ONE MORE THING: I have a bias! this is very US-centric, as that's where I live. some cultures around the world are extremely direct, so autistic people in those cultures may not have the specific issue I describe here. however, every culture has its own set of social norms that include a complex combination of nonverbal visual cues, body language, tone/emphasis, and countless other unspoken expectations for what's considered polite or "normal." the double empathy problem doesn't evaporate in cultures that value direct speech. autistic people just face different problems. thank you and be good to each other
I can process indirect requests pretty well and my family uses them regularly. I'm sorry if this is rude but I just want to say that your mom specifically kinda sucks in these examples. Being offended because someone isn't eating a specific thing is not healthy.
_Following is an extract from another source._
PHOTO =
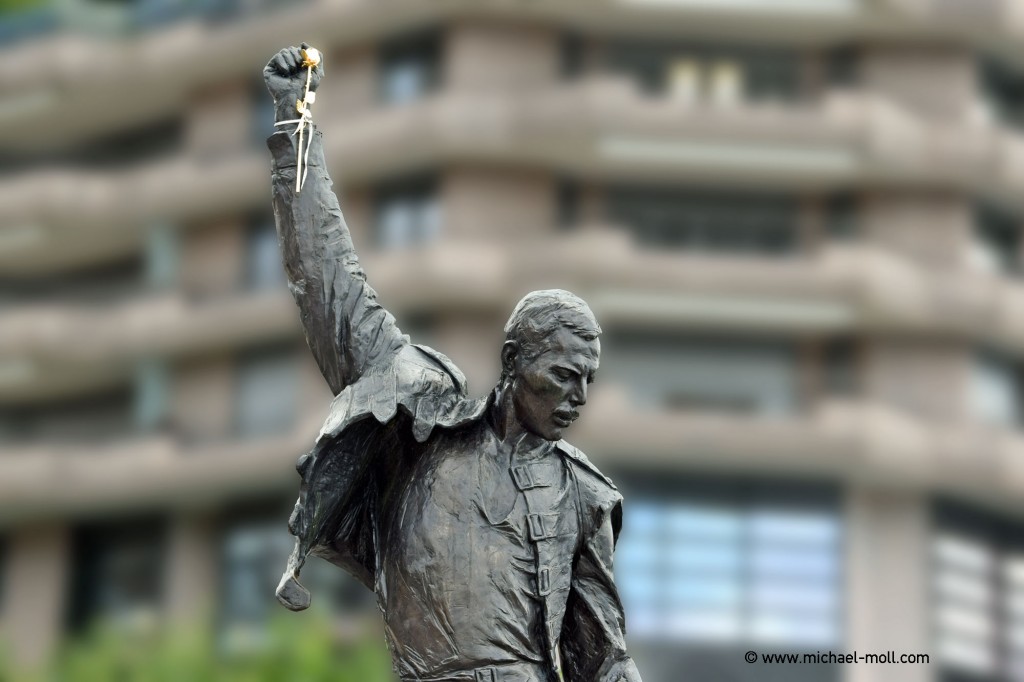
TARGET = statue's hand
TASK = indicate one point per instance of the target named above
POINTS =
(286, 79)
My mom has many times said to me "there's [insert food] in the fridge" as a way to let me know both that it exists and that I'm invited/encouraged to partake if I wish. And if I say "okay thank you" and choose not to eat it, that has nothing to do with her personally and she does not take it as such.
And again, the statement about cooking the eggs on higher heat to make them cook faster is clearly a suggestion, but if there's no additional reason then it's an optional preference thing. Expecting you to not just get the implied suggestion (relatively normal thing) but to then MIND-READ that she needs the stove??
Anyways
I do appreciate your explanations of how implied requests work and are used by allistic folks. Well said about how directness is often perceived as confrontation. I have observed this myself.